In December we will be talking at the school about traditions. This month is about family and meeting friends. Especially at this time of year, we try to spend more time with those who are close to us and cheer them with gifts. We decided to make Christmas ornament that our parents can add to their Christmas trees. Where did the tradition of decorating Christmas trees come from?
Ethnologist G. Dusevičiūtė writes that although no one can say exactly how and where the custom of decorating Christmas trees began, it is thought that this is a reflection of distant pagan traditions. In ancient Egypt, well before the birth of Christ, on the shortest day of the year people would decorate their homes with green palm fonds, which symbolized the victory of life over death. The Romans would place laurel branches in water. To celebrate the shortest day of the year, Druid priests would hang golden apples on oak branches. Today, the decorated Christmas tree has Christian roots. Scripture refers to the beautiful cedar of Lebanon as a symbol of immortality. Cedars do not grow in our lands, so we use evergreen trees.
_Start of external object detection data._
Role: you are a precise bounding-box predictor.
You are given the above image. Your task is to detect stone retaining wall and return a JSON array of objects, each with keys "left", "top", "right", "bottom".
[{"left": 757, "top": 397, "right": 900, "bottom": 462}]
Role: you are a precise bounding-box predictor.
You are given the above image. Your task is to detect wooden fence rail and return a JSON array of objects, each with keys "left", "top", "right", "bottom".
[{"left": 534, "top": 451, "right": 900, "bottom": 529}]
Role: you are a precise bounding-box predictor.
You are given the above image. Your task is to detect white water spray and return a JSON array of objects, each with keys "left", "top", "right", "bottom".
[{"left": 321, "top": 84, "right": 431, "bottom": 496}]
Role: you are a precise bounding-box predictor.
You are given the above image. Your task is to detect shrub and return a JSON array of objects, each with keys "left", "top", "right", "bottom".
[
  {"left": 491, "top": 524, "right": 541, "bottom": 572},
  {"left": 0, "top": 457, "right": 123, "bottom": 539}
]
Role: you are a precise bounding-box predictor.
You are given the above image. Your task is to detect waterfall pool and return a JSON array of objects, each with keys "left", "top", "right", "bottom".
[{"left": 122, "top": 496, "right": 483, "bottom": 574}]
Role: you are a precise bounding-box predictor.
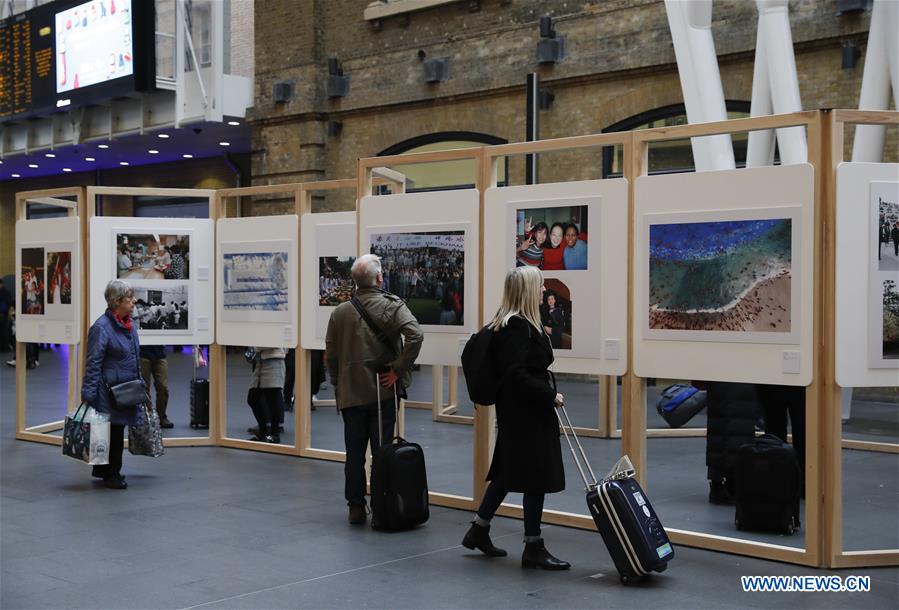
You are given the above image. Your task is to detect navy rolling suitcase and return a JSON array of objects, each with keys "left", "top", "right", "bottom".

Christmas is a great time for handicrafts, and hand-made decorations are delightful to receive as gifts. This Saturday a visiting teacher Zita Uleckas taught the children to make decorations from acorns, pine cones, and other materials. The younger children made smiling faces, while the older students worked with wool. The students decorated envelopes in which to present their ornaments to their parents.
We danced, talked about Christmas and Christmas traditions. It was fun to produce the ornaments for the Christmas trees. This day was a very busy one since it began with rehearsing and preparing for the forthcoming Christmas concert.